Employers usually promise job seekers that they are looking for the most qualified workers. It is in their interests to do so. But occasionally they do not wish to hire the most qualified applicants.
What if a slow economy produces many clearly over-qualified applicants and the employer is suspicious that they will not be challenged by entry level positions. The employer already may be experiencing high turnover and will seek to avoid short-termers who are desperately seeking any employment but who are not necessarily serious about the position advertised. Over-qualified employees can be a challenge to manage when they are working at well below their experience and skill level, as well as their earning potential.
As with mismatches where the employee is decidedly under-qualified for the job, can an employer choose not to hire the over-qualified applicant?
Applicants have no particular right to demand that any employer hire them or to be granted any job in particular. Freedom of contract and employer prerogative are the underlying theories in play. Subject to the laws against unjust discrimination, the employer is free to hire anyone it chooses, including lesser qualified applicants who might better suit the role.
The Sangha Case
Dr. Gian Singh Sangha was 51 years old when he immigrated to Canada from India in 1996. He was well educated and experienced in his field of environmental science. However, he was not able, for the first five years after arriving in Canada, to obtain a job at his level of qualification. Then he applied for one of four entry-level positions open at a Northwest Territories regulatory agency called the Mackenzie Valley Land and Water Board.
The employer, Mackenzie, screened Sangha out in the recruitment process on the ground that he was over-qualified for the job. The agency had suffered high turnover and it assumed Sangha was more momentarily keen on the job than motivated and committed to it. After all, why would someone want to work and be paid well below their qualifications?
Since Mackenzie was a federally-regulated employer, the Canadian Human Rights Act applied. Sangha focused upon his immigrant and ethnic status in the denial of the job opportunity. The Canadian Human Rights Tribunal, in Sangha v Mackenzie Valley Land and Water Board, surprisingly concluded on the basis of expert evidence that “the experience of applying for a job for which one is overqualified, or working in such a job, is disproportionately an immigrant experience.”
Applicants have no particular right to demand that any employer hire them or to be granted any job in particular. It ruled that employers “should not rely upon impressionistic markers that the overqualified are ill-suited for the job because they will become bored/unmotivated or cause morale problems or quit prematurely.” Accordingly, the Tribunal determined that Sangha was discriminated against on the basis of national and ethnic origin, even though Mackenzie’s hiring process was completely neutral on its face.

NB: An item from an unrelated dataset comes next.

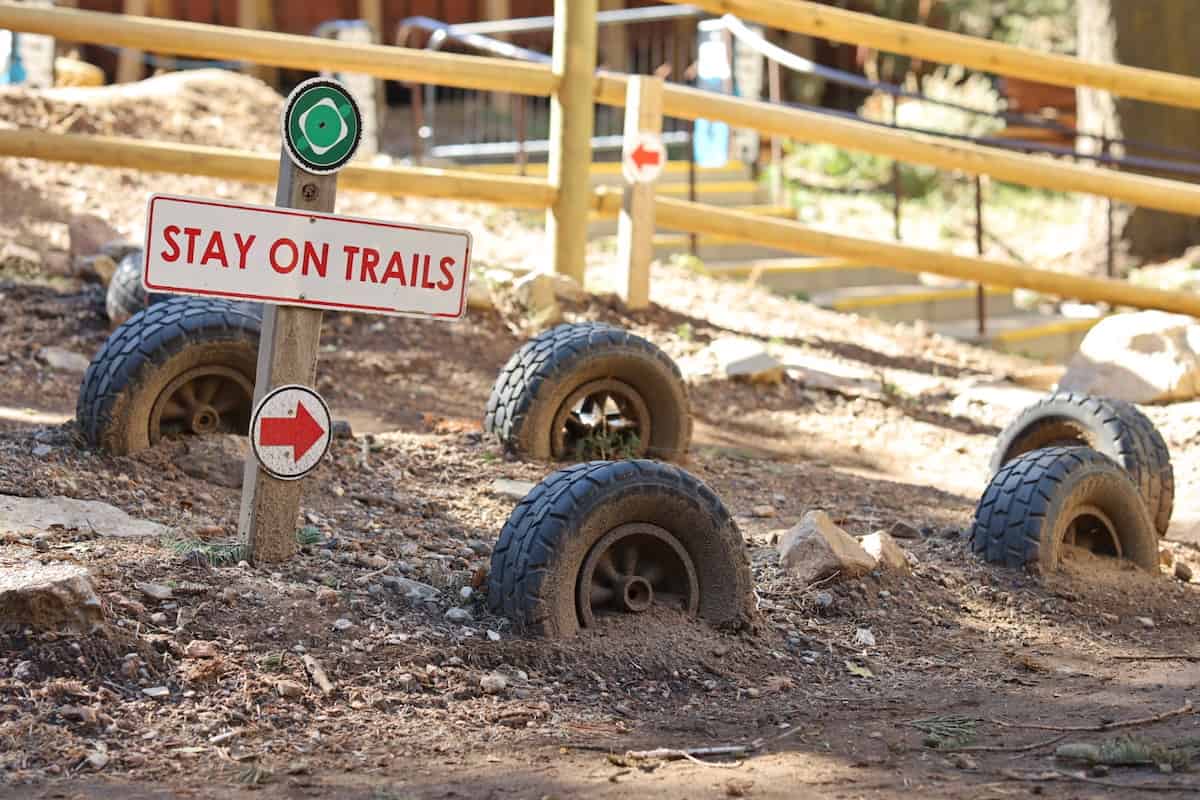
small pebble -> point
(493, 683)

Sangha was awarded $9,500 for pain and suffering because the Tribunal was convinced that if the discrimination was removed, it remained only a “mere possibility” that he would be hired. Still, Sangha was not satisfied. He demanded compensation for three years of lost earnings (it took some five years to get the Tribunal’s decision) at the rate of $55,000 per year, and that an order issue for Mackenzie to hire him. He appealed the Tribunal’s decision to the Federal Court.
Some nineteen months after the Tribunal’s decision, a Federal Court judge agreed with Sangha that the Canadian Human Rights Tribunal made an error when it found he probably would not have obtained the job anyway. The appellate judge was of the view that Sangha had a “serious possibility” of getting the job and he sent the case back to the Tribunal for final remedy. That follow-up decision is not publicly reported.
The Sangha decision is the only law in Canada on the issue of over-qualification, and it is not the strongest precedent. It turned on the questionable finding and generalization, that refusing to hire over-qualified applicants – despite valid business reasons for doing so – was tantamount to discrimination on the basis of national and ethnic origin.
Assessing and integrating the qualifications of foreign trained workers has long been a challenge. The Sangha decision does not stand for the proposition that employers must privilege foreign educated and experienced workers. Litigating one’s way into a job is a dubious strategy for several reasons. Judges should be reluctant to over-ride employer prerogative to hire employees of their choosing, absent palpable discriminatory intent and effect. Especially in times of sturdy economic decline, many over-qualified individuals compete for lower level jobs and the ethnic argument is much less compelling.